On TV, DreamWorks has turned out such weekly shows as "Spin City" (originally starring Michael J. Fox), "Freaks & Geeks" and the less successful "High Incident" and "Ink." More recent TV series include "Las Vegas" and "Father of the Pride".

The company also runs DreamWorks Records and Dreamworks Games.

Yet they still don't have an actual studio.

DreamWorks was planning to build a state-of-the-art studio in the Playa Vista area on the west side of Los Angeles, on the site of the old Hughes Aircraft factory, near Marina Del Rey. It sounded spectacular on paper. The proposed studio would have resembled a 47-acre college campus built around an 8-acre lake, and featuring at least 8 (and perhaps as many as 18) film & TV sound stages (including some in the very hanger where Hughes built his famous Spruce Goose) One would have been the world's largest sound stage (at 42,500 feet.) All in all, they were talking about they're talking about building 1 1/2 million square feet of studio space, highlighted by cutting-edge technology.

The much larger Playa Vista masterplan (currently referred to as the "Entertainment, Media & Technology campus") called for an entire community to eventually be built at the 1,087-acre site - a "cultural center for the Westside," as Spielberg put it - including residential neighborhoods with 13,000 new homes, parks, retail stores, museums, churches, and schools.

However, progress on the project had been held up for years by environmental protesters who were concerned about preserving the area's wetlands. They finally inked the deal in November of 1998, buying the 47 acres outright for $20 million. Construction was supposed to start in 2000, and at least some of the facilities should have been open by mid-2001.

But on July 1, 1999, DreamWorks announced that they were pulling out of the project, citing financial reasons. Whether they will build their studio somewhere else is yet to be decided.

(The new DreamWorks studio would have been the first new studio built in the Los Angeles area in 70 years - since Warner Bros. built their Burbank studio. But they were beaten to the punch by the new Manhattan Beach Studios, a project which opened in mid-1998 about ten miles to the south of the DreamWorks site.)
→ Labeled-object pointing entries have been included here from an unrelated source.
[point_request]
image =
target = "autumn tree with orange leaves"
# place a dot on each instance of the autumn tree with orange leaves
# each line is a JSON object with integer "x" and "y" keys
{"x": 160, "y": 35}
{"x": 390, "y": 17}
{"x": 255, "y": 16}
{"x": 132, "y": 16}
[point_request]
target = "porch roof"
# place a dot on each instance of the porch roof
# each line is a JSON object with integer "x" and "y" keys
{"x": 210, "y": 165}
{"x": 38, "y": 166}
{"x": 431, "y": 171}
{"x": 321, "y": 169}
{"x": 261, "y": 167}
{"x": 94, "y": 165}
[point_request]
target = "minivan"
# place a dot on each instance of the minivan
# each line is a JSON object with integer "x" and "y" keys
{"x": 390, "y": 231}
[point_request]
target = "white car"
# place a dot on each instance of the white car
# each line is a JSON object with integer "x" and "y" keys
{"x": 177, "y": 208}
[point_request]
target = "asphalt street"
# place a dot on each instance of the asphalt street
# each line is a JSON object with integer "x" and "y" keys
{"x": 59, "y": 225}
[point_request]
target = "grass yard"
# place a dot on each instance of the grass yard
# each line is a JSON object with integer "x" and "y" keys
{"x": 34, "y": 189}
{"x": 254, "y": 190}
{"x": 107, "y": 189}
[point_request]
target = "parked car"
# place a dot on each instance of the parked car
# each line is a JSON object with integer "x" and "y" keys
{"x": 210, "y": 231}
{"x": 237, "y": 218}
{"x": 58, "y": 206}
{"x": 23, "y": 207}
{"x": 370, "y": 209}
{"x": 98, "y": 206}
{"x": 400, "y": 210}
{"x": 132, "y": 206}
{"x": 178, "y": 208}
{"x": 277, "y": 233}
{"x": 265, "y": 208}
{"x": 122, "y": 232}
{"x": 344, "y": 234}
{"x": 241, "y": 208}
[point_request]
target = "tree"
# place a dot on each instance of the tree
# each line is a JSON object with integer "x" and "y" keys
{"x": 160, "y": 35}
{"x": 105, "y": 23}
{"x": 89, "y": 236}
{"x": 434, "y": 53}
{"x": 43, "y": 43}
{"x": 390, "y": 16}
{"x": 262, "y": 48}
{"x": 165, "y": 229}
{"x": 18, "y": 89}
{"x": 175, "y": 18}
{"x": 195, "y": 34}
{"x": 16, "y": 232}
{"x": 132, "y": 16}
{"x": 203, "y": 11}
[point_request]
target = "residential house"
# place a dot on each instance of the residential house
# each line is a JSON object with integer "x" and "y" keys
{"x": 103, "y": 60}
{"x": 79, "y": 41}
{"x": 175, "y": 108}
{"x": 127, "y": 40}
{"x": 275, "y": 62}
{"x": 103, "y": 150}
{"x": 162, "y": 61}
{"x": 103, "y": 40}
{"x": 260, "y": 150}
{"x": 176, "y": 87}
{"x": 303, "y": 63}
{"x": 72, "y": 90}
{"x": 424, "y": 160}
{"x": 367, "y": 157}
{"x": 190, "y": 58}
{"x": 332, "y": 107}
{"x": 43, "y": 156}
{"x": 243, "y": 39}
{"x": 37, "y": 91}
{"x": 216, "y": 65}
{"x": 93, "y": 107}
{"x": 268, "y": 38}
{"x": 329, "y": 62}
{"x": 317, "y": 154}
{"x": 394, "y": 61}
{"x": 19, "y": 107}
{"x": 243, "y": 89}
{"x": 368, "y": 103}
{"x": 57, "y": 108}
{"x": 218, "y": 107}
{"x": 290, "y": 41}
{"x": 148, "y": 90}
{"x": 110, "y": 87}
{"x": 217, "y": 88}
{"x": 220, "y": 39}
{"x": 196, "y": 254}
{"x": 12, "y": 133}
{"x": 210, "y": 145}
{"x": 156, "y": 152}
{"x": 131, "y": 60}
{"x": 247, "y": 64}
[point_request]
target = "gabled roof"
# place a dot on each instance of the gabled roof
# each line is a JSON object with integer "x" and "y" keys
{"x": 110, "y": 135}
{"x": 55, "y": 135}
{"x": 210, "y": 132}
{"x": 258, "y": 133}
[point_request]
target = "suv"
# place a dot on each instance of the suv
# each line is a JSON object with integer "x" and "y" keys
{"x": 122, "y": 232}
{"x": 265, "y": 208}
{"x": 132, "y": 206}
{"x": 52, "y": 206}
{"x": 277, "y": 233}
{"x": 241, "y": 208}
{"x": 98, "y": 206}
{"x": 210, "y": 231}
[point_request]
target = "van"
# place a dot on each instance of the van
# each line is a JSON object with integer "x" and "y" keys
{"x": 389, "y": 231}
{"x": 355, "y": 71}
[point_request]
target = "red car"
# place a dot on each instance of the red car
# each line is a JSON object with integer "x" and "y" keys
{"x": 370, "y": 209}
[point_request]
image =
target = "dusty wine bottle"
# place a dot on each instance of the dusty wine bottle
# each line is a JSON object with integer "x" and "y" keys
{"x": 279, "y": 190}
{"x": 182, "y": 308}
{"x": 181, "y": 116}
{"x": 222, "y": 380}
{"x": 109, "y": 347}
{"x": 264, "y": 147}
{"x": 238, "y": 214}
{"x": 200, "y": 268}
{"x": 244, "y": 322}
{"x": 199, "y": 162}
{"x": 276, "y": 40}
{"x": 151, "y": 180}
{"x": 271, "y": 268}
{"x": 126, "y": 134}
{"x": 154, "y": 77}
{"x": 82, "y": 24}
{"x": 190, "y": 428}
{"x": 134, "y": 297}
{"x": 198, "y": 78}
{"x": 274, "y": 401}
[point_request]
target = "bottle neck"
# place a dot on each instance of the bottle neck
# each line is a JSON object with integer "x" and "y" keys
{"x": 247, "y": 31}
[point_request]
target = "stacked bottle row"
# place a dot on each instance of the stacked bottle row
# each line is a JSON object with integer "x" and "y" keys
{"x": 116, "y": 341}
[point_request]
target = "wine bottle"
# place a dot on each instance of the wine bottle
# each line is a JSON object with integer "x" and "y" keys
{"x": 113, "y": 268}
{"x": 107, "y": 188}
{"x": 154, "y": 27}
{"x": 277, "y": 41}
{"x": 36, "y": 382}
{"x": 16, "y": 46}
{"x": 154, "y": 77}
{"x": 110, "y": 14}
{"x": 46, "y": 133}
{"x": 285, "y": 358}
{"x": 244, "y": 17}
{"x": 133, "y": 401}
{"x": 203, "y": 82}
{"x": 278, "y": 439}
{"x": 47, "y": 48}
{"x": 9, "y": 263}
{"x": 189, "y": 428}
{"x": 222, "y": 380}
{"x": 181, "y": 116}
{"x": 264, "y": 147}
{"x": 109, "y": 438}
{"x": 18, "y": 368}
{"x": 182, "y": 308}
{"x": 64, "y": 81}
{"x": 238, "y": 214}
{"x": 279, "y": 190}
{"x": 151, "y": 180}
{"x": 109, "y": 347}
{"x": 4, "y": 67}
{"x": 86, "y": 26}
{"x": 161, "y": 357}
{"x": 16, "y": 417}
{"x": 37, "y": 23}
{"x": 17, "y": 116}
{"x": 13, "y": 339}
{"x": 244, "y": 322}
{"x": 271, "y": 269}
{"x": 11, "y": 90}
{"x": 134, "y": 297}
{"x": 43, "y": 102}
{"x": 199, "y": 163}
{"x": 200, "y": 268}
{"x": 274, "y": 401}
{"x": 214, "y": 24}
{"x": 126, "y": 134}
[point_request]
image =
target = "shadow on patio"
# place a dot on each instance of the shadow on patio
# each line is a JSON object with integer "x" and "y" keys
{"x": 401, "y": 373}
In the meanwhile, DreamWorks is working out of offices and soundstages at Universal Studios (where Spielberg's Amblin offices were located), as well as a skyscraper next to Universal.

Oddly enough, DreamWorks already has a working studio of its own for its animation department!  It's a rather spectacular looking building, located right next to Disney's Imagineering headquarters, at 1400 Flower Street, in Glendale.

And in recent years, animation has been Dreamworks' primary success, with animated franchises such as Shrek, Kung Fu Panda, Madagascar, and How to Train Your Dragon.